Of course, the extraordinary and horrific circumstances of the The Occupation are always present. They have to be. But never centre stage. This is essentially the story of a group of human beings in conditions of great adversity determined to exercise their right to be ordinary human beings. And nothing is going to stop them. They achieve this simply by telling their individual and collective stories. In the telling of those stories, the appalling adversity is acknowledged, but defied and diminished by being consigned almost entirely to the margins, to scenery and background.
It’s the tellers of the stories who are the actors here, who are the stars here.
In the delightful opening sequence we meet comedian Alaa Shehada and his disarmingly charming (and effortlessly funny) mother in a heartwarming and loving conversation about the everyday, which culminates perfectly in an anecdote about watermelons. The tone and approach is shrewd and subtle and continues throughout. Three-dimensional human beings just trying to get on with their lives and their work. Three-dimensional human beings offering acts of resistance by defying their oppressor’s attempts to reduce them to a single dehumanised dimension; and, dare I say, also disabusing many sympathetic outsiders of the inclination to reduce them to one-dimensional victimhood. Oh, and making us laugh and gripping us all the while.

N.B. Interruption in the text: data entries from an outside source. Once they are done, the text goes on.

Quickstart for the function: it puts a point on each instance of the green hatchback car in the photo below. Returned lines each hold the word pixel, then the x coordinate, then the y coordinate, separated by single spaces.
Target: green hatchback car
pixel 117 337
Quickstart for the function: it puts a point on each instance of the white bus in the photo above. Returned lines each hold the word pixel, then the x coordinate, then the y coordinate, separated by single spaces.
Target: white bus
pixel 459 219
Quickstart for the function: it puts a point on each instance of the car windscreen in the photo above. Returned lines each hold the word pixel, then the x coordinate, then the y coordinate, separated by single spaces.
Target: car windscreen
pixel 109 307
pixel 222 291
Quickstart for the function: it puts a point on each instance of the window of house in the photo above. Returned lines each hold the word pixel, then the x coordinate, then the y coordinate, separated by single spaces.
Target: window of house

This wonderful film will entertain you, surprise you, and I think, enlighten you.
The hardest thing when you have a big long important story to tell is making it look simple.
The makers do that brilliantly here.
Film, live theatre, story telling and stand-up comedy are all plaited and woven into one coherent documentary. Achieving that is so hard, and they make it look so easy that you don’t see it. The structure is brilliant. I love the structure (I’m a total geek for structure).
It’s not just the story which is so compelling, it’s the telling.
If ever you just wanted convincing of the power of telling stories, watch this film.